Begitu misterius, penuh tafsir. Demikian Jokowi, tokoh sentral politik yang sering membuat rakyat tersenyum oleh kata-kata bias.
Dari situ politik Indonesia serupa ludruk. Bicara soal ludruk, siapa lagi aktor utamanya kalau bukan Sekjen PDIP, Hasto Kristiyanto? Dalam lakon penuh bumbu, ia menangis, menghujat, bahkan lupa karma atas aksinya. Seolah panggung politik baginya adalah ruang bebas karma.
KANDANG AMBRUK
Bambang “Pacul” Wuryanto, si Korea Banteng pernah mengingatkan, “Jangan ganggu orang baik. Habis lu!!” Sayang pesan itu tak digubris. Alih-alih introspeksi, PDIP malah berteriak semakin lantang.
Lagi-lagi Pacul mengingatkan, “Awas.. Mati lu!” Namun siapa sangka, orang baik yang dimaksud ternyata Jokowi, ikon dinamika politik kontemporer.
Hasto bak aktor ludruk garingan tampil total. Tidak cukup memecat Gibran dan Bobby, ia bahkan nekat mengusir Jokowi dari kandang banteng. Hanya saja nasib berkata lain. Begitu karma jatuh, panggung politik PDIP ajur.
Pilpres dan Pilkada 2024 menjadi mimpi buruk PDIP. “Ludes,” kata wong ludruk. PDIP kalah telak oleh kesaktian Partai Perorangan Jokowi. Tragis? Tentu. Tapi ini komedi kan? Bukan.
BLEDHEG SIGAR
Tanggal 23 Desember 2024 menjadi puncak cerita tentang Hasto. Selembar surat SPDP (Surat Pemberitahuan Dimulainya Penyidikan) dari KPK datang seperti bledheg sigar di siang bolong. Dalam surat tersebut, Hasto resmi jadi tersangka. Rupanya inilah babak akhir dari drama panjang yang melibatkan Hasto, Harun Masiku si hantu politik juga mantan Komisioner KPU, Wahyu Setiawan.
Pasal yang dijeratkan tidak main-main: Pasal 5 ayat (1) huruf a atau b, serta Pasal 13 UU Tipikor. Ternyata, semua tangisan dan drama hanyalah pengalihan.

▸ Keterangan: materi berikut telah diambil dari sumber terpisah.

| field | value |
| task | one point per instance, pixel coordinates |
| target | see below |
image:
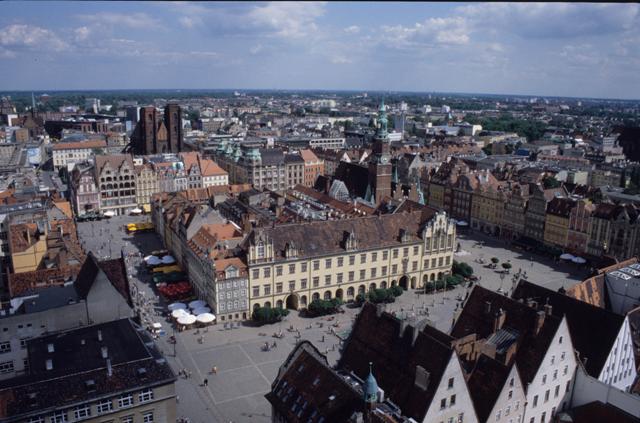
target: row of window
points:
(266, 271)
(83, 411)
(547, 394)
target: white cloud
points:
(353, 29)
(130, 20)
(204, 54)
(340, 60)
(81, 34)
(31, 37)
(287, 19)
(552, 20)
(256, 49)
(190, 21)
(433, 31)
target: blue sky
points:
(563, 49)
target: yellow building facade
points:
(292, 265)
(28, 246)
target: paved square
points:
(245, 371)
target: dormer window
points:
(351, 243)
(231, 272)
(290, 250)
(260, 250)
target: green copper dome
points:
(370, 387)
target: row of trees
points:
(269, 314)
(324, 307)
(380, 295)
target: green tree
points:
(269, 315)
(462, 269)
(550, 182)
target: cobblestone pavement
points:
(244, 370)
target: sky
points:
(552, 49)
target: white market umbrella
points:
(154, 261)
(201, 310)
(177, 306)
(205, 318)
(187, 319)
(176, 314)
(197, 304)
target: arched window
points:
(260, 250)
(231, 272)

Suap demi kursi DPR lewat pergantian antar waktu (PAW) akhirnya membuktikan bahwa politik Indonesia tak lebih dari pasar sapi, harganya tergantung negosiasi.
Drama ini tak lagi sekadar hiburan bagi rakyat namun juga pengingat bahwa panggung politik kita terlalu sering diisi dagelan. Dulu, para aktor bisa bebas keluar masuk panggung tanpa konsekuensi. Tapi di bawah Presiden Prabowo ceritanya jadi berbeda. Tidak ada lagi tari Remo atau dagelan tapi langsung adegan sadhuk-sadhukan. Salah jurus bisa mampus.

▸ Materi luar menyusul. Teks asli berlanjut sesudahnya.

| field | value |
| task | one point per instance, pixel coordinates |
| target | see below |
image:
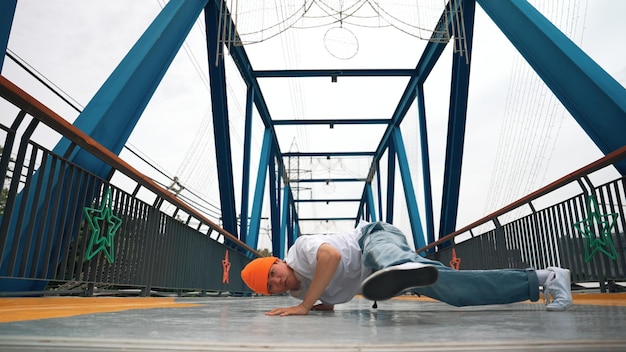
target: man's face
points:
(280, 279)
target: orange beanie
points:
(256, 272)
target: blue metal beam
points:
(335, 73)
(391, 182)
(456, 125)
(328, 154)
(252, 239)
(274, 188)
(241, 60)
(594, 98)
(7, 12)
(284, 228)
(428, 195)
(320, 180)
(221, 129)
(371, 206)
(332, 122)
(326, 200)
(245, 172)
(113, 112)
(427, 61)
(409, 192)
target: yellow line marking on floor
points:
(21, 309)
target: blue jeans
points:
(385, 245)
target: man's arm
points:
(328, 258)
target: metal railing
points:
(584, 233)
(68, 230)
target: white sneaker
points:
(559, 287)
(389, 282)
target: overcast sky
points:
(77, 44)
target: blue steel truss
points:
(594, 98)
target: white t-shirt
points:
(302, 258)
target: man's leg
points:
(397, 267)
(385, 246)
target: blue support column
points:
(275, 205)
(7, 12)
(252, 239)
(285, 226)
(380, 195)
(409, 192)
(371, 207)
(456, 127)
(245, 172)
(594, 98)
(391, 181)
(221, 128)
(112, 114)
(428, 195)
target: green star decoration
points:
(605, 222)
(103, 227)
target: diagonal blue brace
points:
(110, 117)
(221, 129)
(409, 192)
(456, 127)
(594, 98)
(113, 112)
(252, 239)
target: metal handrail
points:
(32, 106)
(605, 161)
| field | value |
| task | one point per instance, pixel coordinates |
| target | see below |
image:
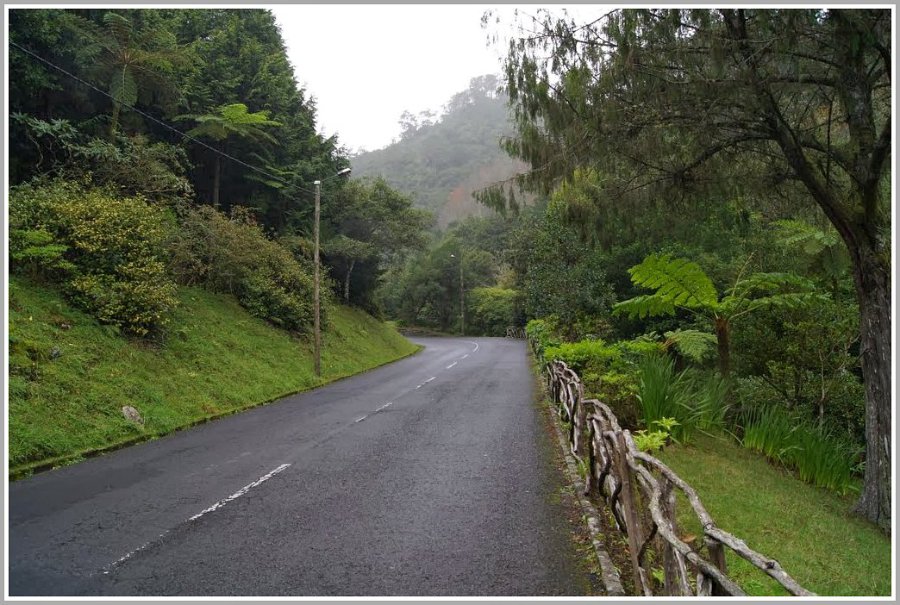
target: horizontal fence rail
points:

Hasto kini berada di panggung besar pengadilan, bisa dipastikan dia menggunakan kostum oranye. Kali ini dia tidak lagi bisa mengandalkan cerita picisan. Penonton sudah cerdas, skeptis, bahkan muak dengan dagelan politik lawas yang terus diulang. Penonton tau, di balik panggung banyak adegan terselubung untuk meraup untung.

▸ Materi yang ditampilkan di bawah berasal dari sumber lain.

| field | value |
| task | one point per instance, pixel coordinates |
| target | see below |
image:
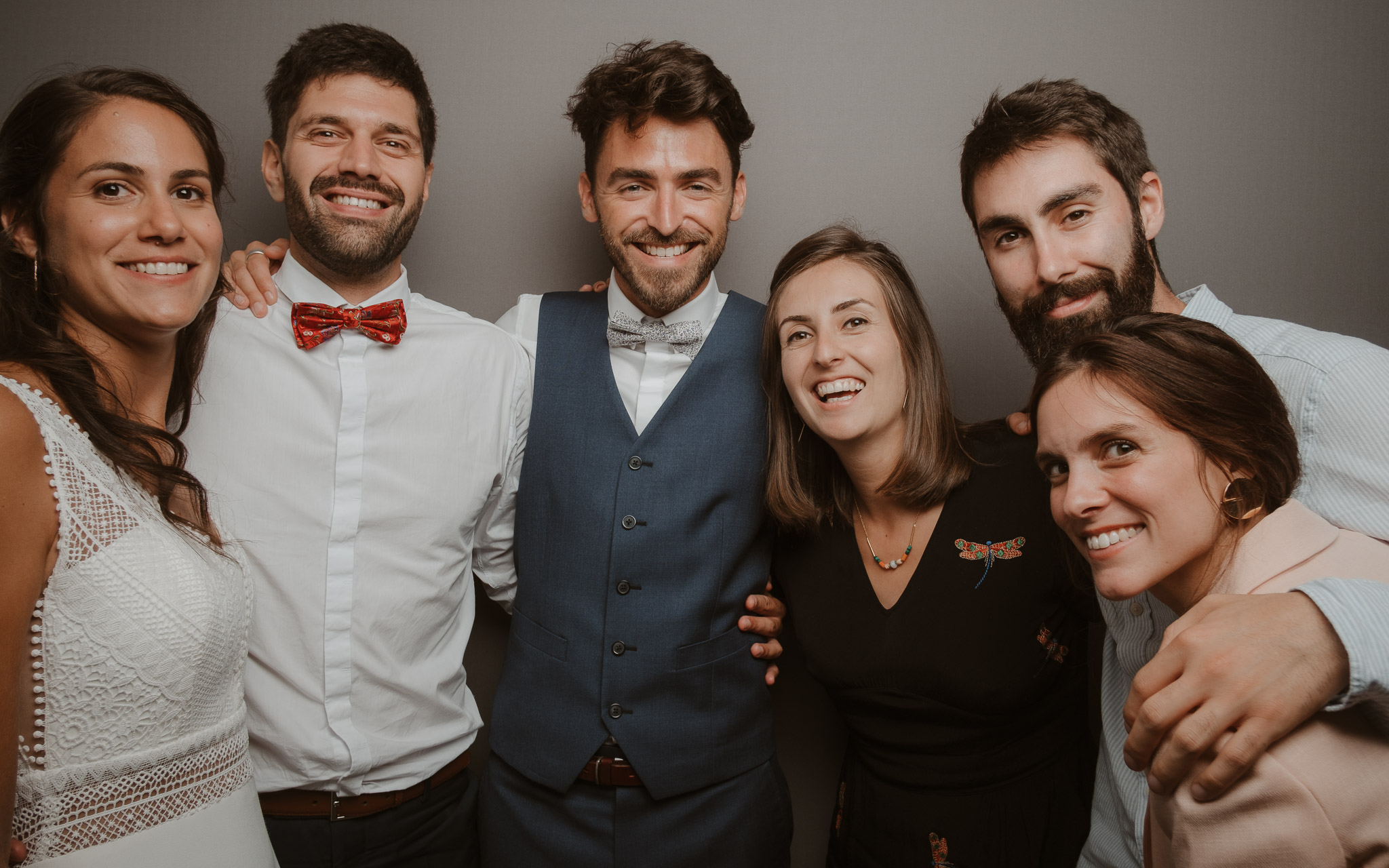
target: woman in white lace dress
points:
(123, 614)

Menonton panggung ludruk politik Indonesia membuat perasaan campur aduk. Ada lucunya, ironi, air mata, juga begitu pedas seperti makan rujak lombok se-ons. Hasto mungkin masih berusaha bertahan dengan naskahnya tetapi dia lupa bahwa ludruk ini berasal dari rakyat, oleh rakyat dan untuk rakyat. Dan seperti kata Jokowi, rakyat bersama waktu yang akan membuktikan.
“Huah… huah…” Ini bukan tangisan Hasto tapi politik ini benar-benar pedas, sepedas Hasto dirujak karma politik.